A variety of agents have been developed targeting pathways that promote renal tubular repair and regeneration in AKI, thus decreasing fibrosis and promoting recovery. Preclinical AKI studies demonstrated several benefits with mesenchymal stem cell (MSC) therapy, including anti-inflammatory, antiapoptotic, antioxidative, antifibrotic, immunomodulatory and proangiogenic effects; all promoting accelerated recovery [16]. However, a phase 2 RCT in cardiac surgery patients showed that administration of allogeneic MSCs did not decrease the time to recovery of kidney function [17].
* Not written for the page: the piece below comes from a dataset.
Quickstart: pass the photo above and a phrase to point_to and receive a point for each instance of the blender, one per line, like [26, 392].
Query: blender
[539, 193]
The bone morphogenic protein-7 agonist THR-184 has anti-inflammatory, anti-fibrotic, anti-apoptotic and tubular regenerative effects, but failed to prevent or ameliorate AKI following cardiac surgery [18]. More recently, hepatocyte growth factor (HGF; ANG-3777) was evaluated in clinical trials post-kidney transplantation (phase 3; NCT02474667) and during cardiac surgery (phase 2; NCT02771509). Both trials have ceased recruitment, but results have not been published. Development plans for both indications are under review in light of reportedly negative primary endpoints in both trials (www.angion.com). Taken together, broad-based cellular therapies and specific targeted pro-regenerative or anti-fibrotic therapies failed to decrease the incidence or severity of AKI.

Take-home message

AKI represents a major burden for both the patient and society, but a dedicated treatment is lacking so far, likely related to its multifactorial nature and our current inability to identify AKI-phenotypes. Nevertheless, with the recent advances in the understanding of its pathogenesis and progress in trial design, a spectrum of targeted therapeutic interventions is emerging that have potential to impact the prognosis of patients with AKI.